Gorky returned to Russia and settled in St. Petersburg, continuing to lead an active social and political life, communicating with the revolutionaries, criticizing power. At the same time, Gorky completed the autobiographical novels “Childhood” and “In People”. During the First World War, Gorky wrote anti -war articles, published a cycle of stories “In Rus'”.
By the February Revolution of the year, the writer was reckoning with great alertness, and after the October Revolution, the Bolsheviks began to criticize the activities of the Bolsheviks. Under the new government, he continued public and human rights, protecting the intelligentsia from repressions. In the year, the writer created the “House of Arts” - the prototype of the future Union of Writers of the USSR, and also organized the publishing house “World Literature”, designed to release the anthology of the classics of world fiction for the education of citizens of the new country.
The emigration and return to the USSR by the official reason for the departure of Gorky from the USSR was the next deterioration in health, but in reality he left the country due to disagreements with the government. Living in Berlin, Gorky published the magazine "Conversation", in which he printed Russian emigrants, but soon the publication was closed. In the year, Gorky moved to the Italian Sorrento, wrote a lot, working on the novel "Life of Klim Samghin." In these years, in his work, Maxim Gorky was thinking about the fate and place of the Russian intelligentsia.
As a public figure, he accepted efforts to bring the Russian emigration closer to the abandoned homeland.
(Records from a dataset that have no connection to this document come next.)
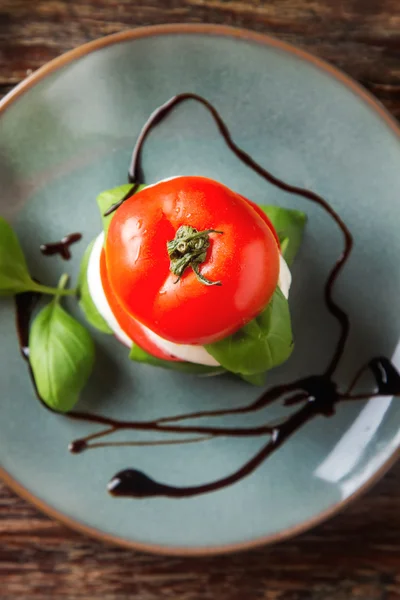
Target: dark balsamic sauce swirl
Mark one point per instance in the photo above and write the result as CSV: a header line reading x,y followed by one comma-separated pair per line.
x,y
318,394
62,247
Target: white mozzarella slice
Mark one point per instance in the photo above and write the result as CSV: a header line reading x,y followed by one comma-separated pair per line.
x,y
285,277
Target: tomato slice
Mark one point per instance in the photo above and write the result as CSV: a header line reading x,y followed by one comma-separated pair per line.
x,y
128,324
153,235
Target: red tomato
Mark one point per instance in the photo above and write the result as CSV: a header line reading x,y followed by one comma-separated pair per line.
x,y
243,260
127,323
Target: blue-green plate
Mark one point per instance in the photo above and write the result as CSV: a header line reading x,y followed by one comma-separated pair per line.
x,y
65,135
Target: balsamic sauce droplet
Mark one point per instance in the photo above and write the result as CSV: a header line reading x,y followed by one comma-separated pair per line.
x,y
136,484
62,247
386,376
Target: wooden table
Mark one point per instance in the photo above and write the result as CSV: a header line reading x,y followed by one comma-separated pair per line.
x,y
354,556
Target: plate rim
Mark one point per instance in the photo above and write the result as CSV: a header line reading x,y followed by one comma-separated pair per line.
x,y
265,40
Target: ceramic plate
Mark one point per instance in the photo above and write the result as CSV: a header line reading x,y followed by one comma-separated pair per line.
x,y
66,134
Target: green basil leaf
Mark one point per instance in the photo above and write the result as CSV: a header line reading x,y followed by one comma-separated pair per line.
x,y
61,354
139,355
106,199
85,299
262,344
14,274
289,225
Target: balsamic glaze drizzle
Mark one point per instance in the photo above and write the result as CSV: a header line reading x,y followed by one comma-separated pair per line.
x,y
318,394
62,247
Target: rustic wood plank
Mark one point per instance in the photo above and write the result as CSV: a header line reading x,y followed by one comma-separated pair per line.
x,y
360,36
356,555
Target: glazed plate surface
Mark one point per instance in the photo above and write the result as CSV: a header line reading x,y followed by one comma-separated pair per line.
x,y
66,136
In the year, I. he traveled a lot around the country, talked with fans, and in the year with a great triumph he finally returned to the USSR. In his homeland, Gorky published the magazines “Literary Study” and “Our Achievements”, as well as the book series “The Life of Wonderful People” and “The Library of the Poet”.
In the year, at the first congress of Soviet writers, the charter of the established Union of Writers of the USSR was adopted, and Maxim Gorky elected him the chairman. The couple got married. Two children were born in marriage: the son Maxim - and the daughter of Katerina - with his only official wife Gorky lived for seven years, the marriage did not dissolve to the death of the writer.